Center for American Progress Paper Says It Is Time to Deal with the Turkey We Have, Not the One We Want


HW Bush and Ozal

U.S. President George H.W. Bush meets with Turkish President Turgut Özal prior to talks in Ankara on July 20, 1991. Source: AP

Washington, D.C. —(ENEWSPF)–August 25, 2015.  As a NATO member and majority-Muslim, secular democracy, Turkey has often been held up as a model partner to the United States and a model for the wider Middle East. As such, the United States has long attached great hopes to cooperation with Turkey in the pursuit of U.S. goals in that embattled region. But today, enthusiasm about the bilateral relationship has largely evaporated as the government of President Recep Tayyip Erdoğan and his Justice and Development Party, or AKP, has stifled free speech and cracked down on political opposition.

A paper released today by the Center for American Progress outlines the history of how American enthusiasm for the Turkish model has ebbed and flowed over the last half-century—shaped by the political hopes of policymakers in Washington and used by Turkish leaders to pursue their own goals.

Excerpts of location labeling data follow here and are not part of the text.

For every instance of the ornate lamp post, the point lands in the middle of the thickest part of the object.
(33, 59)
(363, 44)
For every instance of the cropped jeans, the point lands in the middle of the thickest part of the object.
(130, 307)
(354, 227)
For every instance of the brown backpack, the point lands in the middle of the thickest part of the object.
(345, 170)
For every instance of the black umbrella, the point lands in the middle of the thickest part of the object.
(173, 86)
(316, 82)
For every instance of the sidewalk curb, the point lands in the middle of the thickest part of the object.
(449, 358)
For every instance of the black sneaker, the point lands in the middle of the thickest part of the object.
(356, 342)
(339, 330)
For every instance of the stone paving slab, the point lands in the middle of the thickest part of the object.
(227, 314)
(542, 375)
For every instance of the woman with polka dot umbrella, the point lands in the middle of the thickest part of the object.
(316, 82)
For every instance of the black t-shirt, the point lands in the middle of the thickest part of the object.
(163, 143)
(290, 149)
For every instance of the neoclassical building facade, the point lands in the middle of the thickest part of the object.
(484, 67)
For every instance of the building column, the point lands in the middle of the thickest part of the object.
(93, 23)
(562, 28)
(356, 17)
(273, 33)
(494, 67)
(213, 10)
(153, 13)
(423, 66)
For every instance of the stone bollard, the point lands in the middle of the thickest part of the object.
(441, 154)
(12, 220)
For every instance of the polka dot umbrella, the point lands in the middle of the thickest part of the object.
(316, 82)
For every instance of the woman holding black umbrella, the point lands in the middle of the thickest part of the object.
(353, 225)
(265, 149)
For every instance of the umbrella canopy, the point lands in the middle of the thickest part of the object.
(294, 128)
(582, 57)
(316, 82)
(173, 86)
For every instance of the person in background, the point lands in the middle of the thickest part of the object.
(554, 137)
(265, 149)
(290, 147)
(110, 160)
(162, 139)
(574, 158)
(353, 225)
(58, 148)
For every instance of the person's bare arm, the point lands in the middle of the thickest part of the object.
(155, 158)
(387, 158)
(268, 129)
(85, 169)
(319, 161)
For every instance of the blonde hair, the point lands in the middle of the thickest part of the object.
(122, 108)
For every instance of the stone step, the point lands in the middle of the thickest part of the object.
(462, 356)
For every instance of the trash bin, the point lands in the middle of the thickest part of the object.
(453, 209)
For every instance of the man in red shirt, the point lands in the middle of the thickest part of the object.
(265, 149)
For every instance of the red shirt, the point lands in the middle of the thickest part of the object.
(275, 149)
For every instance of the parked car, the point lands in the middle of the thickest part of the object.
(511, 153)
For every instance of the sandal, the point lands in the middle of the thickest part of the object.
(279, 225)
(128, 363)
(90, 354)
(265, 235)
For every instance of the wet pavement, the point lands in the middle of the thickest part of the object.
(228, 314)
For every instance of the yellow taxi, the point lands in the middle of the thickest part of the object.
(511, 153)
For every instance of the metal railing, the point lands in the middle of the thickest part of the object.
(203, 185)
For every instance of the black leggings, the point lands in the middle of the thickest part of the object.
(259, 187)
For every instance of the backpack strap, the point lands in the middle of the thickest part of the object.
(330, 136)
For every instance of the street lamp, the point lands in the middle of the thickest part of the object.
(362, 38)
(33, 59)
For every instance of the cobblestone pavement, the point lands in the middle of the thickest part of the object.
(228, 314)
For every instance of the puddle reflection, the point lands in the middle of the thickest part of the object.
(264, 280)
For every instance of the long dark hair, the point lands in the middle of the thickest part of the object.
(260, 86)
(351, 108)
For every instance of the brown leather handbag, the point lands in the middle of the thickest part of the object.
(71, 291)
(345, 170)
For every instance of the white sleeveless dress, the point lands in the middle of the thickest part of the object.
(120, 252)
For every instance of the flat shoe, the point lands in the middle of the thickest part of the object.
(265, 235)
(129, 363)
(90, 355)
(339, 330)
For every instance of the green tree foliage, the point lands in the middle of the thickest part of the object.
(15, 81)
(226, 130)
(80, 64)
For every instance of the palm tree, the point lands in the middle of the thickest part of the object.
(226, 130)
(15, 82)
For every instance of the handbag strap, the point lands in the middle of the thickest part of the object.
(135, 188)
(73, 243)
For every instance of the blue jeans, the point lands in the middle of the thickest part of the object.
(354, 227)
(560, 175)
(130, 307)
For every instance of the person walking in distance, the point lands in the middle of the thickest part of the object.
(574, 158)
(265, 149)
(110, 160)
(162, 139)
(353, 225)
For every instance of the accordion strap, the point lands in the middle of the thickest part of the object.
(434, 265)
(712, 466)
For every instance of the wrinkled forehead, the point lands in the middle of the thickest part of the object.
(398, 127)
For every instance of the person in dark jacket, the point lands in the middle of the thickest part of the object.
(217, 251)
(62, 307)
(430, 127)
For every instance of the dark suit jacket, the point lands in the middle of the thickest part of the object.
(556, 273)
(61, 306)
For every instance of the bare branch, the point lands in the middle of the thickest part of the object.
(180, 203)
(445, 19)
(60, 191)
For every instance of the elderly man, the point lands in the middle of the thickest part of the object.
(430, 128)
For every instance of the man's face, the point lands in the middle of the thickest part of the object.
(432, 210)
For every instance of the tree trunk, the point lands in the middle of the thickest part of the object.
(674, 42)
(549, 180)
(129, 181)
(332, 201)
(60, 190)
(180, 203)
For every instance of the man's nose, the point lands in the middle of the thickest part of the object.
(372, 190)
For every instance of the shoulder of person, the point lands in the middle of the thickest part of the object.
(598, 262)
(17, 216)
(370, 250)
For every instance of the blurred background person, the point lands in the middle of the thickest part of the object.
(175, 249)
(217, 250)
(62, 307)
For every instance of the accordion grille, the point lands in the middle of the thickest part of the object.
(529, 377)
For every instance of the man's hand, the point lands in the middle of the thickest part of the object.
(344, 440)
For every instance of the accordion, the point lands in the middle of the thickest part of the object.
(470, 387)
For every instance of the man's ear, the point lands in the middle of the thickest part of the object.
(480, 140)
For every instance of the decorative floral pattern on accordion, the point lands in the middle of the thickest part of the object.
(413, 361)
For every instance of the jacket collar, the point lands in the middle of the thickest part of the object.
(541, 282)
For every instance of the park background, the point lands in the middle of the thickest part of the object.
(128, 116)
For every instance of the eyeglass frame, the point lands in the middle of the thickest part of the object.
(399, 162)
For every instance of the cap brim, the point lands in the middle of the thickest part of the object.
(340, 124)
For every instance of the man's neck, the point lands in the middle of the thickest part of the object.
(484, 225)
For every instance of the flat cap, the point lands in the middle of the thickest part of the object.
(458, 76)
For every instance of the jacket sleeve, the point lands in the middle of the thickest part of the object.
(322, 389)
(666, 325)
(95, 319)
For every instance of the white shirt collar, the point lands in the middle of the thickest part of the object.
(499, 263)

The issue brief examines how the current disappointment surrounding Turkey’s democratic failings and refusal to commit wholeheartedly to the coalition against the Islamic State of Iraq and al-Sham, or ISIS, is the latest in a series of these cycles. Reckoning with this history, the paper argues that the United States must set aside hopes for strategic engagement with the broader Middle East in cooperation with Turkey and instead focus on fostering Turkey’s democratic institutions.

“Turkey can no longer be considered a model for a Middle East democracy, but the United States has no choice but to engage with Ankara,” said Dov Friedman, the author of the paper. “The United States should stop hoping that Turkey will unlock the Middle East to U.S. foreign policy and start dealing with Turkey’s political complexity; doing so will allow us to advance policy priorities important to both countries.”

The paper points to American focus on the use of Incirlik Air Base and the campaign against ISIS and argues that the United States would do better to focus on Turkey’s domestic political scene—particularly the AKP’s crackdown on the Kurds and its failure to form a coalition government.